Password Cracking

Articles

When it comes to account security, server side protections are usually just half of the equation. It doesn’t matter if the server where your account is hosted on has no bugs or security flaws, if you’re not using a safe password; chances are you will have your account compromised by using a strong password cracker.

There are several methods of password cracking, but at the base level, every single method’s function is to generate large numbers of sample passwords to test against the username. The most common methods of password cracking are the dictionary-based attacks, wherein the cracking software uses a large database of words and strings that may match against the account, pattern checking, which checks the kinds of words that usually go together, and word list substitution, which compares words against a list of possible combination and tries to substitute each one in the hopes of coming up with a match. The most effective, yet significantly slowest password cracking method is called the Brute Force method, which functions by trying every possible key or password type and combination in order to strike a match. As has been mentioned, the downside to this is speed. Success is inevitable, but there are times when a simple password such as “h!%$fGH” would take days, or even months to crack with a single computer working on the job.

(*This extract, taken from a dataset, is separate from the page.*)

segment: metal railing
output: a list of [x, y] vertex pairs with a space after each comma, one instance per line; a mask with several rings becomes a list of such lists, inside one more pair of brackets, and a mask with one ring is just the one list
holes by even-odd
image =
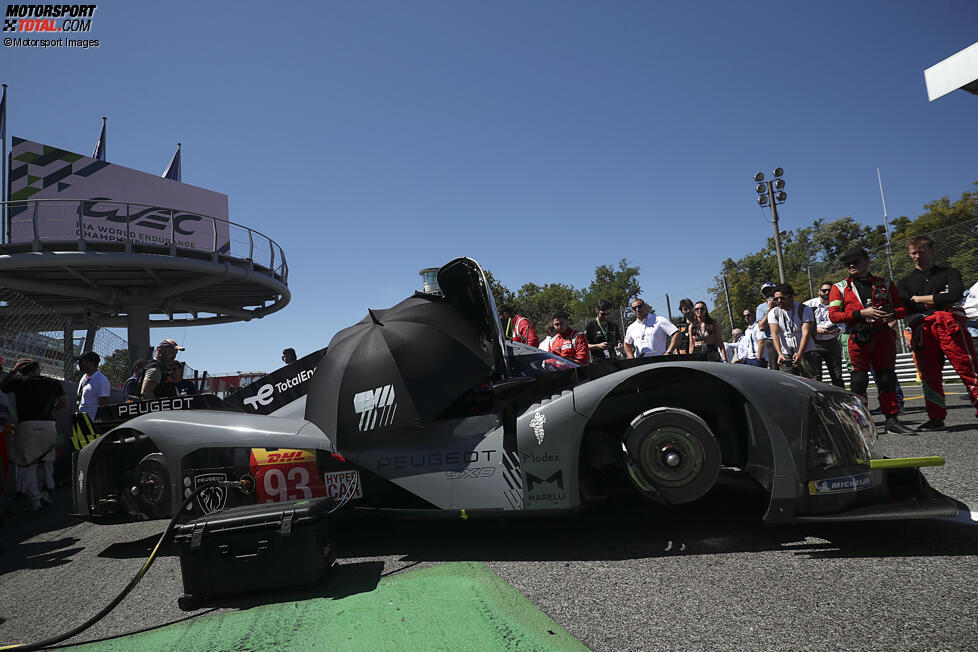
[[246, 260], [288, 282], [289, 266], [282, 247], [268, 236], [201, 213], [165, 206], [98, 199], [34, 199], [0, 202], [7, 215], [3, 244], [45, 242], [123, 243], [196, 251]]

In fact, there was one case in which Distributed.net only managed to crack a 64-bit RC5 key after four years, using 300,000 different PCs at different times, which managed to generate around 12 billion keys per second.

Technically speaking, the success rate of a password cracker depends largely on the number of KPS (keys per second) a computer is able to generate, and the number of actual computers working on the cracking project. As a rough estimate, the average desktop computer will do poorly with cracking, with modern computers as of 2007 being able to generate an average of one to ten million keys per second. However, there are dedicated password crackers with Field programmable gate arrays that can do a sterling job. For example, the NSA has built a dedicated password cracker called “Deep Crack” which can generate 18 billion keys per second.

Currently, the best defense against password crackers relies on both the server and the user. The server does its job by limiting the number of failed login attempts a user can have, while the user himself can prevent being compromised by using a strong password generator to generate a safe password regularly, and changing his account’s password in random intervals. Another safeguard you should employ is to avoid using the same password for more than one account. Each of your accounts should have their own password, this works to protect you from the worst-case scenario where a hacker managed to get one of your account information. In this case, your other accounts will still be safe as opposed to having only one password for all of your accounts. The minute an individual managed to crack one of your account’s passwords, he’s going to have access to all of your accounts.